Préambule [1]
L’extrême visibilité de l’islam aujourd’hui nourrit l’idée – fausse –
que toute personne qui, de quelque façon, par sa famille, son pays, son
nom ou sa culture, aurait lien avec lui, serait intrinsèquement
croyante ou religieuse. Cette visibilité, essentiellement construite
autour des idéologies extrémistes, rejaillit indûment sur toute une
partie du monde, en dépit des réalités historiques, politiques et
sociales qui vont à l’encontre de cette vision.

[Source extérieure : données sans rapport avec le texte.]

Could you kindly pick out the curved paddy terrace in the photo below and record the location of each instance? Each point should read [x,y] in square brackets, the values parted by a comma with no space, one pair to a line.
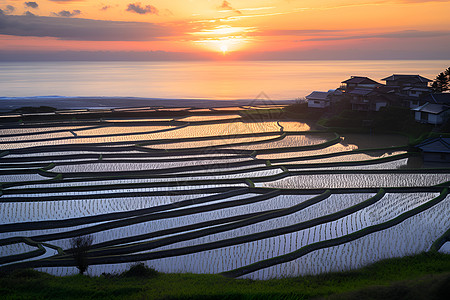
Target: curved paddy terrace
[213,194]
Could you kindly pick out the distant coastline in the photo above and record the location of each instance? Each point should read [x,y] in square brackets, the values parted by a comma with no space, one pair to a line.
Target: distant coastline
[215,80]
[8,104]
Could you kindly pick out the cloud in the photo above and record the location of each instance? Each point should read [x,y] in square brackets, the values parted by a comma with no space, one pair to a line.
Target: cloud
[137,8]
[227,6]
[82,29]
[68,14]
[9,9]
[421,1]
[295,32]
[390,35]
[31,4]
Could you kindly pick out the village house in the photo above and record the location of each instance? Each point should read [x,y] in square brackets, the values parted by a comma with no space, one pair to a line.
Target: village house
[410,88]
[435,150]
[358,82]
[432,113]
[319,99]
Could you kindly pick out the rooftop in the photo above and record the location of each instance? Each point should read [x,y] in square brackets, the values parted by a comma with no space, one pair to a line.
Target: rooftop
[404,77]
[318,96]
[432,108]
[360,80]
[440,144]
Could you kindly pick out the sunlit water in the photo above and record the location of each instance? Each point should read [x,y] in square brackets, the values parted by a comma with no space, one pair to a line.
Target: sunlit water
[280,80]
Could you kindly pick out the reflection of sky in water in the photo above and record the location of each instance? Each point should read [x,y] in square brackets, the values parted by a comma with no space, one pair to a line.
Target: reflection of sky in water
[209,80]
[421,230]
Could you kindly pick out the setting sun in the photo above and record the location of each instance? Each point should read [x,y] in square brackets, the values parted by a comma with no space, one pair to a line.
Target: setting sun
[224,49]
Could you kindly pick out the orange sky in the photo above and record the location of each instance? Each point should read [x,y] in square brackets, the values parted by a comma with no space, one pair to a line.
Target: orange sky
[266,29]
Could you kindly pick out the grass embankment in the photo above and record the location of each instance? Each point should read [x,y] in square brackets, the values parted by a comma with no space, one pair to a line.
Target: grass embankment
[424,276]
[388,120]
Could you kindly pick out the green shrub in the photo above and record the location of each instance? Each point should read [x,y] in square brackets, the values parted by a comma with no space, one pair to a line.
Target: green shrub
[140,270]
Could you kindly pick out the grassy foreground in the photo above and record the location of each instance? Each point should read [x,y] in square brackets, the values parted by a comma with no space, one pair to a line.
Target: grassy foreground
[423,276]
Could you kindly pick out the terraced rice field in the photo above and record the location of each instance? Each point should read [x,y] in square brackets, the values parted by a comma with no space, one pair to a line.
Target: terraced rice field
[245,199]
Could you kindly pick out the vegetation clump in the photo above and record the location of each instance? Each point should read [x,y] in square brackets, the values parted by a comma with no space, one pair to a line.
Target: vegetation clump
[140,270]
[80,246]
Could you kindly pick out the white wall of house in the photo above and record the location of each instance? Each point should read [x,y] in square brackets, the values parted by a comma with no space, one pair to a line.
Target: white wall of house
[429,118]
[318,103]
[379,105]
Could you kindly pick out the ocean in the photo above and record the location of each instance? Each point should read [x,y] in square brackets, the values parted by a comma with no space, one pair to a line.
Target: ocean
[279,80]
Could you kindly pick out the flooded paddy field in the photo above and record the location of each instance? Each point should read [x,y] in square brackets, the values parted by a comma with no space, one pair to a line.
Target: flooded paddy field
[213,194]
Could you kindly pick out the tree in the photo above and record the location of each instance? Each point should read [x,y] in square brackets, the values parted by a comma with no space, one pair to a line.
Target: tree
[442,82]
[80,246]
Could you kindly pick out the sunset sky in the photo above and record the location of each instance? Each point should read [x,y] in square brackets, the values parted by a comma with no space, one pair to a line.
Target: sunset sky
[214,29]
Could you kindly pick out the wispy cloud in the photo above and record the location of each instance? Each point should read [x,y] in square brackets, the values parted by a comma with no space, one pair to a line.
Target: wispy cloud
[68,14]
[390,35]
[226,6]
[139,9]
[9,9]
[32,4]
[82,29]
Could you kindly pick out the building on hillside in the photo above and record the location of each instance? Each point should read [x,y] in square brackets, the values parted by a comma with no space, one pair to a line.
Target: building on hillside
[435,150]
[410,88]
[323,99]
[318,99]
[432,113]
[441,98]
[358,82]
[371,100]
[401,81]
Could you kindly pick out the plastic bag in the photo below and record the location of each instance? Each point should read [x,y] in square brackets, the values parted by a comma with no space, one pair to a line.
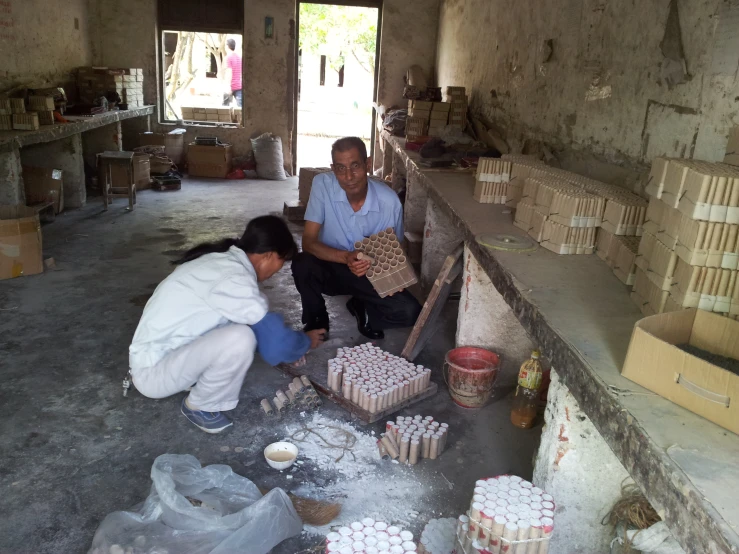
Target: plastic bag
[656,539]
[268,155]
[199,510]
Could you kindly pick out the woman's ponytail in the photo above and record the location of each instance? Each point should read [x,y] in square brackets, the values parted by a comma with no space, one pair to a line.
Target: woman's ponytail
[267,233]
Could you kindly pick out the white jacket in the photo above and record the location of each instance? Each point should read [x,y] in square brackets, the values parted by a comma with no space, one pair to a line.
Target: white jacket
[197,297]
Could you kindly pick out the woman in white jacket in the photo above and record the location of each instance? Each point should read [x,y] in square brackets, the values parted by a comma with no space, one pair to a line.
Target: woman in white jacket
[204,322]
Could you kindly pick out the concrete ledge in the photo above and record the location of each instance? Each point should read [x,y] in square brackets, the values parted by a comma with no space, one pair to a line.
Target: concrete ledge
[10,140]
[592,312]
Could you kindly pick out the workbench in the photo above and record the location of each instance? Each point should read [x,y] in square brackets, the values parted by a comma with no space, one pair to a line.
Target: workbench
[65,146]
[581,317]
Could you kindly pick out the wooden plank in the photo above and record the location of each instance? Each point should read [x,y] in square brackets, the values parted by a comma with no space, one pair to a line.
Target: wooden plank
[424,327]
[322,386]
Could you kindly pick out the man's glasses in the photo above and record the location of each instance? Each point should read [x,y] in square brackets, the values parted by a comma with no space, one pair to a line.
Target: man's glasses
[356,168]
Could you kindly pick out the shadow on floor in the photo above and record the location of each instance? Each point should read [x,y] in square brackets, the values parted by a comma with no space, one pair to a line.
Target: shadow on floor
[74,449]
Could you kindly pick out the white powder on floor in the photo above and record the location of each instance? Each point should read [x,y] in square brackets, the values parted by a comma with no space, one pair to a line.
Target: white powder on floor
[363,484]
[320,440]
[440,536]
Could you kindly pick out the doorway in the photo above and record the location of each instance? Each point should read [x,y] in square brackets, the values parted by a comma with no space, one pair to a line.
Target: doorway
[337,65]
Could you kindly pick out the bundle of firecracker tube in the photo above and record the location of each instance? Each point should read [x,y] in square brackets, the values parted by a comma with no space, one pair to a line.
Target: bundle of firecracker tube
[507,515]
[370,537]
[410,439]
[375,380]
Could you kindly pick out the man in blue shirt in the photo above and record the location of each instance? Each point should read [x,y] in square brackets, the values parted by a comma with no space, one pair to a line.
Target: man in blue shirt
[346,206]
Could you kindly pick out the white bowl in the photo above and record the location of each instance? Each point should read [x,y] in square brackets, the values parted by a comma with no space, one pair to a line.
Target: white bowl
[281,455]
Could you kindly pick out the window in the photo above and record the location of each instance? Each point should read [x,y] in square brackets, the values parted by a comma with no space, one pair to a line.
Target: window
[201,61]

Tout cela participe d’une double ignorance : celle de l’histoire des
oppositions, des hérésies, d’une pensée libre et critique dans les pays
musulmans, et celle des réalités sociales et politiques de ces mêmes
pays. Car depuis son apparition, de très nombreux courants, personnages
ou penseurs, mystiques ou rationalistes, ont critiqué l’islam comme
religion de pouvoir, tels Averroès, les mu’tazilites, les qarmates, Ibn
Arabi, Abu Nuwas, Omar Khayyam, Bayazid Bostami, et bien d’autres. Mais,
plus récemment, s’y sont ajoutées différentes formes d’athéisme dans
les pays dits musulmans – philosophies modernistes, séculières,
baasistes, marxistes, et même anarchistes – et, sur un autre plan, un
islam dit de marché à dimension très peu spirituelle.